Hacker News new | ask | show | jobs
by teddyh 607 days ago
Calling a domain “haunted” is an awful, terrible way to frame it. It places all the badness of the domain on the domain itself, as if the domain name had something with it which could be removed or fixed by the domain owner. Instead, what has actually happened is that the domain is blacklisted by entirely too powerful entities. The problem lies with these blacklisting entities, not with the domain, and the solution must be done there, too. It should not be a domain owner’s responsibility to get out of being unfairly blacklisted.

It’s like when cars took over the streets, and instead of blaming cars for being dangerous for regular people using the streets for walking, the concept of “jaywalking” was invented by car companies to place the blame on people for daring to obstruct cars. Or the concept of “personal carbon footprint”, commonly used to move blame from companies to individuals, when in reality whatever individuals, even in aggregate, could do is utterly insignificant compared to what companies and legislation could accomplish.

6 comments

> what has actually happened is that the domain is blacklisted by entirely too powerful entities. The problem lies with these blacklisting entities, not with the domain, and the solution must be done there, too. It should not be a domain owner’s responsibility to get out of being unfairly blacklisted.

These kinds of blacklists exist because these domains have been used to host scams or distribute spam (or some other malicious activity) in the past. They're there to protect people (e.g. so that Firefox can disply a "warning: this site is a scam") and reduce abuse. They're not just there so people at Google can get a good kick out of blacklisting random domains.

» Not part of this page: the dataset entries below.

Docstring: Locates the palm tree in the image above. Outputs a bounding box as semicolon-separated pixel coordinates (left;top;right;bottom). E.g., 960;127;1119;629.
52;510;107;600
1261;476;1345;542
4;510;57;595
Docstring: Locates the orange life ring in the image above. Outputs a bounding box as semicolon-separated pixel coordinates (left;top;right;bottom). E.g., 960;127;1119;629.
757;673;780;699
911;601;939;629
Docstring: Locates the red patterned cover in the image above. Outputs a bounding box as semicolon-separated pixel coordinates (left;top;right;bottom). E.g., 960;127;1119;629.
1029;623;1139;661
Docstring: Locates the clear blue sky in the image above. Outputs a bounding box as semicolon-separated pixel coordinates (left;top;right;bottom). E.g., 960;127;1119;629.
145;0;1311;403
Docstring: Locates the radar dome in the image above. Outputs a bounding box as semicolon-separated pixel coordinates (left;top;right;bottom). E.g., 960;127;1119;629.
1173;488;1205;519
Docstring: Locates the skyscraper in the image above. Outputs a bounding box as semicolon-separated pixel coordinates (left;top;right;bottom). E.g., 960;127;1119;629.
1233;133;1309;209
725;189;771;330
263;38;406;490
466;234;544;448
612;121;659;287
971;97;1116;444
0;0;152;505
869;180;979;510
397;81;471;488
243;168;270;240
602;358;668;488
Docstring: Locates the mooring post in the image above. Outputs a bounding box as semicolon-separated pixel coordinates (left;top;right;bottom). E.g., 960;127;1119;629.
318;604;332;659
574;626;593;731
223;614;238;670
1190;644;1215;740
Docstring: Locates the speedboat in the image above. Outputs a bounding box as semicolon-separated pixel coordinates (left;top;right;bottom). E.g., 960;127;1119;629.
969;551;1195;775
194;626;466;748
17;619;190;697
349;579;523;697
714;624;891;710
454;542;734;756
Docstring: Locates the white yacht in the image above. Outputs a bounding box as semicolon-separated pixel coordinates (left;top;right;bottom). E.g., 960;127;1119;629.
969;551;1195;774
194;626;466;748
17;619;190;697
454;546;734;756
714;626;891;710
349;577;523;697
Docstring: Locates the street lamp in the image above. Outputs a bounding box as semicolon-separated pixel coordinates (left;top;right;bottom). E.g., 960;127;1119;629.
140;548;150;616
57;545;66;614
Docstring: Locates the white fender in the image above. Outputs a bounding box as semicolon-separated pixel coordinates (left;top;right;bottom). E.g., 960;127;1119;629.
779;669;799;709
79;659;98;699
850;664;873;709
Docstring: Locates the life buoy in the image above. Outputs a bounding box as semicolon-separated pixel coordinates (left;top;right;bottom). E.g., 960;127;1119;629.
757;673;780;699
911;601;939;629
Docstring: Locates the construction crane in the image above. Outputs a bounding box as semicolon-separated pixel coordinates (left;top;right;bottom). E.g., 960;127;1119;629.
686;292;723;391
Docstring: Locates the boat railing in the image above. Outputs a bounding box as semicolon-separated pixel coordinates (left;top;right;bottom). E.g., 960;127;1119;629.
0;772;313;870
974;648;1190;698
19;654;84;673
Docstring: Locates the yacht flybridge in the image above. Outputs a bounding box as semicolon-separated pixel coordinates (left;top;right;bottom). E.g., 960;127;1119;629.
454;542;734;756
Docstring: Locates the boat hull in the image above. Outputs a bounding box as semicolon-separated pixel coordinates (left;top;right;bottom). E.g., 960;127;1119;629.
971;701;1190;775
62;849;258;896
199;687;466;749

I'm guessing here because I'm not the author but I believe this statement is directed towards the blocklisting entities because they don't provide transparencies or a method to reach them to resolve issues with a domain once it's aquired by someone else. That absolutely is the issue of those entities.
At one point of time when I had to deal with people submitting phishing links to a web service I owned, I learned some of the tricks that phishers use to get around reports, such as using IP geolocation or the accept-language and accept-encoding header to determine if the phishing page should be served.

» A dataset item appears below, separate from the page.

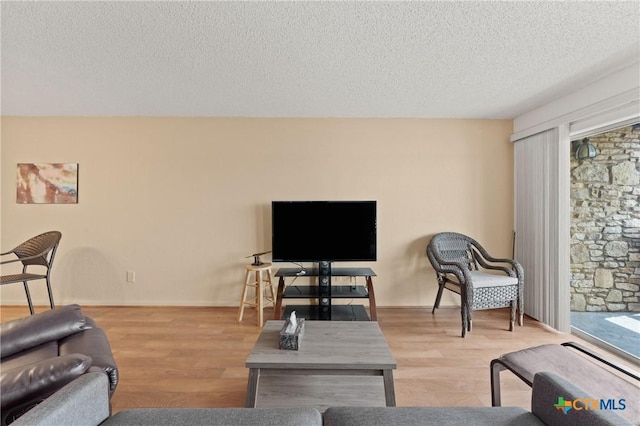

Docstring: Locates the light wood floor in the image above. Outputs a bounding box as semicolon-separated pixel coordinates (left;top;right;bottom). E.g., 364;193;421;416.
0;306;637;413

With tricks like this, it's not a surprise to see why the companies operating blocklists are hesitant to make this process easy; after all, what's to prevent the phishers from temporarily stating that the issue has been resolved to get out of the denylist, and then restarting their campaign again?

If the process required you to verify ID, e.g. a passport + video selfie, some accountability might be possible. But that might be too invasive for many folks.
This doesn't work because there's a nearly unlimited supply of people willing (out of desperation, drug addiction, or just plain poor decision making) to let bad actors use their IDs.
Also, all that info has been leaked a billion times now, and there are tools to allow real-time filter/overlays of faces to make it even easier.
If you could get out of blacklists by transferring ownerships then people can “wash” domains by fake transfers.
I really disagree with pulling the power dynamic angle into focus here. Injustice can also be carried out by the "little man", sometimes even at scale, and is every bit as awful to remedy if not even more so.

The issue is with the issue: people/systems (big and small) blacklisting an ownable identifier pointing to some ownable content without any care for the lifecycle of either.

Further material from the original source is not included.